ーーーーーーーーーーーーーーーーーーーー


『お前が何度俺を売ろうと、俺は逃げ続ける』

『分け合って今日はもう合流できそうにないから、横山達に上手く伝えといてくれ』

『頼むよー。俺も翔太郎が柏木さんとカフェデートしてるの黙っといてやるからさ』


ーーーーーーーーーーーーーーーーーーーー


「で、デートじゃないっ!!」

 思わず立ち上がって叫んでしまった。

 周りの視線が一気に集まる中、目の前の柏木さんが「ん?」と首をかしげたのが一番僕にダメージを与えた。

 顔がいっきに熱くなり、どうしようもなくなって静かにその場に座った。

 赤い顔を両手で抑え、周りの視線をシャットダウン。

 指と指の隙間を少し開けて柏木さんをちらりと見ると、さっきとは反対方向に首を傾げ「でーと?」とひとこと。

 あー、もう。

 立ち上がって荷物をまとめる。飲みかけのコーヒーはボトルの蓋を締めカバンにしまう。

「柏木さん、まだ時間あるみたいだから、その辺の店でも回ろうよ。……それと、ここに来たのは他の人には内緒で……」

 柏木さんはさらに首を傾げ僕の顔をのぞいたが、何か理解したのか「ん、わかった」とうなずいて立ち上がった。

 麦藁帽をかぶって、何を思ったのか「あ、」と声を漏らし、自身のカバンをあさり始めた。

「柏木さん?」

 柏木さんはカバンからメモを取り出すと、さっきの青いボールペンで何かをすらすらと書いてゆく。

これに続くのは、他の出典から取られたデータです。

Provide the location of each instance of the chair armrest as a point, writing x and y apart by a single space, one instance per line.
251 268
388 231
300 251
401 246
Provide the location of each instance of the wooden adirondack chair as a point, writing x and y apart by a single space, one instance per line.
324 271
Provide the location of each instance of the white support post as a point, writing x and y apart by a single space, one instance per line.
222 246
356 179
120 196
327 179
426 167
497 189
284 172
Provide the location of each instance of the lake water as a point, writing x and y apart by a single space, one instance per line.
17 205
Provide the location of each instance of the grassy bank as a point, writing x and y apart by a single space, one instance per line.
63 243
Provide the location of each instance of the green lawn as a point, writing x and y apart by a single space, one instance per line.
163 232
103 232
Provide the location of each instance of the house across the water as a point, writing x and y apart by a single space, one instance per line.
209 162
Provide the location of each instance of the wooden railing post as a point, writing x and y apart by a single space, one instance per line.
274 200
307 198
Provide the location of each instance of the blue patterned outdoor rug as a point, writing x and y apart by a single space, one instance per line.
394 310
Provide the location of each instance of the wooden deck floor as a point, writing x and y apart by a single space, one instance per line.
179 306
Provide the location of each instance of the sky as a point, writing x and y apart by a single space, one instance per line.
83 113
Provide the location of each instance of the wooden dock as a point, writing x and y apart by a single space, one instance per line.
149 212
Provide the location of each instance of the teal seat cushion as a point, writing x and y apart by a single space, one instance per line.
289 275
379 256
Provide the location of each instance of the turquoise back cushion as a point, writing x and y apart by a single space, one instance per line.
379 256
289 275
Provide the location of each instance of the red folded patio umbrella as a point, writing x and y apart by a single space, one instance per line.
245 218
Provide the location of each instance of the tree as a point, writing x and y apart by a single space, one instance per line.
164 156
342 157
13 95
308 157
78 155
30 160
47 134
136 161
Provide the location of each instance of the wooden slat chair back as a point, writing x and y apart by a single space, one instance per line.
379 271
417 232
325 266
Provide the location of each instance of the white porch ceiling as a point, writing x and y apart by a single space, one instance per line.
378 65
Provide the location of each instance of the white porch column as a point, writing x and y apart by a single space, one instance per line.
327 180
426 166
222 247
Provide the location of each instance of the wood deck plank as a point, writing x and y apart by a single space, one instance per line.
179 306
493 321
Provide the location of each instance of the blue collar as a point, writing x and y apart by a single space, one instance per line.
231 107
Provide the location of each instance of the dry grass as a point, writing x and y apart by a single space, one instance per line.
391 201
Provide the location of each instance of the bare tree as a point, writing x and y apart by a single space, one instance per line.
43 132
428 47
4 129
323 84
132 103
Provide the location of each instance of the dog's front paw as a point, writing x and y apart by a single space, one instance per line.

 やがて書き終わったそれを素早くちぎり、僕に渡した。

 書いてあるのは、数字の羅列……いや、電話番号だ。

「これ、私の電話番号」

 それだけ言って、先に店を出てしまった。

 何を思って渡してくれたんだろう。……いや、深く考えるのはやめよう。柏木さんについて深く考えても僕にはどうせわからない。

 僕も柏木さんを追うようにして店を出た。

 店前で待っていた柏木さんに話しかける。

「ありがとう、柏木さん。メールとかライヌはやってないの?」

 柏木さんは首を横に振った。

「そっか、もしかしてガラケーだったりするの?」

 柏木さんはまた首を横に振る。

 そして右手の親指と小指だけをたてて自身の右耳にあてた。

 そのまま僕をじっと見る。

 ……うーむ、これは。

 僕はカバンからケータイを取り出すとメモの青い文字を見ながら番号を打つ。

 柏木さんのカバンからゆったりとしたクラシックが流れてくる。

 かかったのを確認すると耳に当て、話し始めた。

「もしもし、柏木さんですかー?」

「『ん。もしもし』」

 電話越しからも、隣からも彼女の声が聞こえるのが面白くて、ついくすくすと笑ってしまった。

「メールとかライヌはやってないんですかー?」

「『やってる』」

「教えてくれませんかー?」

「『ダメ』」

 柏木さんはそこで電話を自身の耳から離すと、にこっと微笑んで僕の耳に直接囁いた。



「声を聴いていたいから」



 スッと柏木さんは僕の耳から離れると、もう一度微笑んでひらりと身を翻す。

「早く行こ、翔太郎」

 ツーツー、と通話切れの音が漏れているのに気がつかないくらいの思考停止。

 ハッと我に返った時にはすでに柏木さんは遥か先。

 また彼女を追いかける。


 柏木さんの声と()()()()()()()その声が何度も胸の中で反響して離れない。

 そう、あの声。



──私の声は聴いてくれないの?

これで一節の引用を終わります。